EROĞUL, yine ayni söyleşide, "Atatürk zamanında Atatürkçülük yapmak ilericilikti, şimdi yapmak ise gericiliktir. Artık her şey değişiyor, yeni bir dünyaya gidiyoruz. Yeni dünyanın da kendi araçları var. " diyor.

Eğer; hala kapitalist üretim tarzı egemen olduğu; kolektif emperyalizmin hüküm sürdüğü tekelci dev şirketlerin MİLİTARİST-mafyatik yeni-ortaçağ gerici dünyasında yaşıyorsak ; ve   EROĞUL, Atatürkçülük’ten, benim gibi, anti-emperyalist bağımsızlıkçılığı, halkçılığı,  kuvva-yı milliyeciliği, çağdaşlaşmacılığı ve çoğulculuğu..  anlıyorsa, başka bir şey anlamıyorsa; “Atatürkçülük yapmak” niye gericilik olsun ki!!?? Yani düşman(ımız) dün olduğu gibi bu gün de, kapitalizm ve onun dölü emperyalizm ise,  dün, Mustafa Kemal devrimciliği, İngiliz emperyalizmi başta olmak üzere Fransız, Rus..  ve içerdeki işbirlikçi uzantılarına  karşı mücadele etmiş; saltanatı yıkıp cumhuriyeti kurmuşsa, çağdaş medeniyet seviyesini yakalamayı Türk Milletine hedef göstermişse; bütün bunlar İLERİCİLİK ise,  bu gün de, emperyalizm çağında yani,  ayni ve benzer görevler, bizleri beklemiyor mu?


Emperyalizmin baskı ve denetimi altındaki ülkelerde, hatta bizatihi emperyalist ülkelerde, bilimsel sosyalistlerin başlıca görevlerinden biri de, emperyalizm ile mücadele etmek ve onu geriletmek olmalıdır. İLERİCİLİK budur!  Kapitalist-emperyalizm var olduğu sürece, ‘sosyalist değil ama anti-emperyalist ulusçu’ Mustafa Kemal Atatürk’ün ileriyi aydınlatan, mazlum milletlere yol gösteren; sosyalist bir geleceğe de ışık tutan Anti-emperyalist mücadele meşalesi hiç sönmeyecektir.


Türkiye’nin özgün bilim insanlarından toplum bilimci NİYAZİ BERKES, döne döne hep bu gerçekleri anlatmadı mı?  Emperyalizm ile mücadelede yarım kalan “toplum ve uygarlık devrimi”ni tamamlamamız gerektiğini ısrarla dile getirmedi mi?

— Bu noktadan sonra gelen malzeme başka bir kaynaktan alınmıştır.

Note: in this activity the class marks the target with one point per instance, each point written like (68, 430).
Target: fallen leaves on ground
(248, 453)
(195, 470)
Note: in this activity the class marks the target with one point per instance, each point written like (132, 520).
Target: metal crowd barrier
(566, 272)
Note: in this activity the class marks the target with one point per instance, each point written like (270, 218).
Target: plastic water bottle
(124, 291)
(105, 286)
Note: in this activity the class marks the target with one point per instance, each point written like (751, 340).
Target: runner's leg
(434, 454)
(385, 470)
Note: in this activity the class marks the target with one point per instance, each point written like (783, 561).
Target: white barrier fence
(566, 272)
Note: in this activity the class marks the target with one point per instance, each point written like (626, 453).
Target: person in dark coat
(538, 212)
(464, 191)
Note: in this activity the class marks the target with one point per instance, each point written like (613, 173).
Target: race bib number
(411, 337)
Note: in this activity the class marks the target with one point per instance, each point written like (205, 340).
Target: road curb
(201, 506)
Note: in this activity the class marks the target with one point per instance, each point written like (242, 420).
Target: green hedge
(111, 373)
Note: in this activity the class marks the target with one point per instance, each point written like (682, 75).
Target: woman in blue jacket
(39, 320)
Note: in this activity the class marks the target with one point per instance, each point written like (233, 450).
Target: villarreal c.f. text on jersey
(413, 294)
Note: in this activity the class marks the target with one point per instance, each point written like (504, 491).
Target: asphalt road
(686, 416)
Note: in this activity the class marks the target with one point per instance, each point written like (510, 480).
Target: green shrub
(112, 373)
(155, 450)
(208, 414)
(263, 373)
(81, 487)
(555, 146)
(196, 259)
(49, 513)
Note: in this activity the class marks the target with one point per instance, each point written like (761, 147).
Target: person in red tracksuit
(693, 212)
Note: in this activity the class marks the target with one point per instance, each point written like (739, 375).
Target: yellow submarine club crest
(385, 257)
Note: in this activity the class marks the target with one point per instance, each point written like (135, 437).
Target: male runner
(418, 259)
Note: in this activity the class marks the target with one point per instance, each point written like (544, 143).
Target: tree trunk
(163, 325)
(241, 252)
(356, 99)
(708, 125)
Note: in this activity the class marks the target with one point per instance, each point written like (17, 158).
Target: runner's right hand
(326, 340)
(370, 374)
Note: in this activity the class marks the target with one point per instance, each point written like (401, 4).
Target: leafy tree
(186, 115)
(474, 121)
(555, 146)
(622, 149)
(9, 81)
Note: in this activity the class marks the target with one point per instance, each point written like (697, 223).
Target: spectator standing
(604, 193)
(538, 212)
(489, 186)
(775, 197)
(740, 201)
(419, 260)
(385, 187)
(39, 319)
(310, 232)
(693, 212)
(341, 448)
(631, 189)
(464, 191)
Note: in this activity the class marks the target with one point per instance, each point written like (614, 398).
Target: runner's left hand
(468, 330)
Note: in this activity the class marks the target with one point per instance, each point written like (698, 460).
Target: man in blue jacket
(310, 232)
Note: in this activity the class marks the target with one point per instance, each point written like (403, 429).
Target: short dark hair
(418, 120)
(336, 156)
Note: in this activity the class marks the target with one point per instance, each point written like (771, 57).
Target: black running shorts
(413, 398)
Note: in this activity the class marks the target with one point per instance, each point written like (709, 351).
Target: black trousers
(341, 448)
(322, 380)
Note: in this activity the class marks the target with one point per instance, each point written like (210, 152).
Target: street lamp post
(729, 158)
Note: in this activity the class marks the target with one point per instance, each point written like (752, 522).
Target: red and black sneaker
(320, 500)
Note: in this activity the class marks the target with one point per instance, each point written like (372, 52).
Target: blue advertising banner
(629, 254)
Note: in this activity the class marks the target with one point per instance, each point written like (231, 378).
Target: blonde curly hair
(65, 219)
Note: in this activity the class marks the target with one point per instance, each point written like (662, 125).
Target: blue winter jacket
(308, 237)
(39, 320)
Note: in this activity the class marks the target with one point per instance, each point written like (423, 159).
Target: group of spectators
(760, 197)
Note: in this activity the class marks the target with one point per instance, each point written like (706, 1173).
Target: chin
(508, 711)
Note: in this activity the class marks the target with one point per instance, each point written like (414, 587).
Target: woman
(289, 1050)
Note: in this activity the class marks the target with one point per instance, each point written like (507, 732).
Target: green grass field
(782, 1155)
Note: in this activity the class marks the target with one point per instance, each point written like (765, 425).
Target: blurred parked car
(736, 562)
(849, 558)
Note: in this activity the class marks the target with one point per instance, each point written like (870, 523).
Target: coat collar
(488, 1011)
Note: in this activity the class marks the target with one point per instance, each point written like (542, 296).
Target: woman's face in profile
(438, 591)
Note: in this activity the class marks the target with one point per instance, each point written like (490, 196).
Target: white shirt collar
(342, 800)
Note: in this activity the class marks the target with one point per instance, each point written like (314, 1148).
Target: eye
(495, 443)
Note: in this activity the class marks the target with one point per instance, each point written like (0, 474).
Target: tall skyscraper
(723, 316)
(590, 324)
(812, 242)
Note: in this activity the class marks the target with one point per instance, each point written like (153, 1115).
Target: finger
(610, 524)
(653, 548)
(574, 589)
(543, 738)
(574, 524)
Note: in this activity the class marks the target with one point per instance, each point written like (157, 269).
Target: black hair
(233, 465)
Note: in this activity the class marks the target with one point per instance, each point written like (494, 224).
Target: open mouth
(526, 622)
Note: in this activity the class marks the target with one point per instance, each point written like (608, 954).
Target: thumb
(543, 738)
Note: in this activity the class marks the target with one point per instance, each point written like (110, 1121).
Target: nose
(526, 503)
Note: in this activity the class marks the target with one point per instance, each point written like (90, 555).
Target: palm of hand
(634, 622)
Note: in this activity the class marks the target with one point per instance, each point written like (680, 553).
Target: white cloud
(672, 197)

Türk Çağdaşlaşma sürecini,   “ayetleştirilmiş” sosyalist kavramlar ve sınıf mücadelesi ile  daraltılmasını; ve  Efruzlaş(tırıl)mış aydınları ve  aydınlanma(!)’ yı  hep eleştirmedi mi? Aslolanın, Atatürk’ün devrimci ve anti-emperyalist çağdaşlaşmacı  ruhu olduğunu her vesile ile dile getirmedi mi? Dolayısyla,   EROĞUL, Türkiye için “gerekli” bir Atatürk(cülük) ile karşı karşıyadır. Eğer;   hala, “ bu gün Atatürkçülük yapmak  gericiliktir” demeye devam edecekse,  kusuru bakmasın ama  “gerici” nitelemesini asıl kendisi hak etmiş olacaktır.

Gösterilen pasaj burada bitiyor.